Il maestro ricordò vagamente la forma di un traliccio, e per un attimo gli balenò che sì, dovevano esserci dei frisbee ingrassati tra un filo e l’altro. Dove, di preciso, non ricordava – all’incirca all’altezza della settima costola, sembrava dire il bambino.
«Io colleziono quei dischi.»
Il maestro era rimasto ancora ancorato al precedente concetto; quando la testa raggiunse le orecchie con uno scossone, Romerolago pensò al ragazzino che si arrampicava sui tralicci elettrici, e pensò se era il caso di avvertire i genitori dell’hobby estivo del figlio.
«E come li prendi, scusa?», disse lo yorkshire asmatico nella gola di Romerolago.
«Quando cadono a terra, no, maestro?»
Romerolago aggiornò l’archivio delle immagini raccapriccianti.
«A volte, sapete, mio zio mi accompagna.
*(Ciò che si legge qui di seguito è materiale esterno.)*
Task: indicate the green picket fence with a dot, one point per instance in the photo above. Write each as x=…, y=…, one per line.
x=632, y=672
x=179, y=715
Lui conosce bene l’ambiente dei tralicci, ci sta dentro. È un pezzo grosso. Allora, maestro, mentre lui parla con gli operai io mi faccio accompagnare a raccogliere gli isolatori. Ne ho una mensola piena, a casa, signor maestro. E mi farebbe piacere» il ragazzino gonfiò il torace «se voi un giorno veniste a vederli.»
Il colletto impettito del ragazzino fu l’ultimo fotogramma del ricordo. Romerolago Diazi si ritrovò a guardare l’omino inamidato e trentenne con una smorfia di orrore.
«Sì, mi ricordo di te», sussurrò. «Che cosa fai di bello, adesso?»
«Signor maestro!» l’omino scoppiò in un risolino eccitato. «Ho seguito la mia grande passione. Ho ereditato il posto di mio zio, lavoro con i tralicci della luce.»
L’ultima sillaba, in realtà, fu poco udibile, perché il musetto d’argento del bastone aveva già mandato i denti dell’omino ben oltre le sue tonsille. L’omino emise un grugnito bavoso, ma le orecchie flosce del coniglio sbattute violentemente contro le sue gli fecero perdere il fiato e l’orientamento. Più si afflosciava a terra, più Romerolago picchiava, ora con l’asta, ora con il pomello. Smise solo quando l’omino scoppiò in lacrime con la faccia nel fango, sputando sangue e denti.
Romerolago guardò il bastone, diviso a metà, e un inizio di starnuto gli fece presente che l’effetto dell’antistaminico stava per finire. Scelse con gli occhi un bel posto per sotterrare il bastone, ai piedi del tiglio, e conservò solo la testolina del coniglietto d’argento, che da quel giorno sorrise più forte.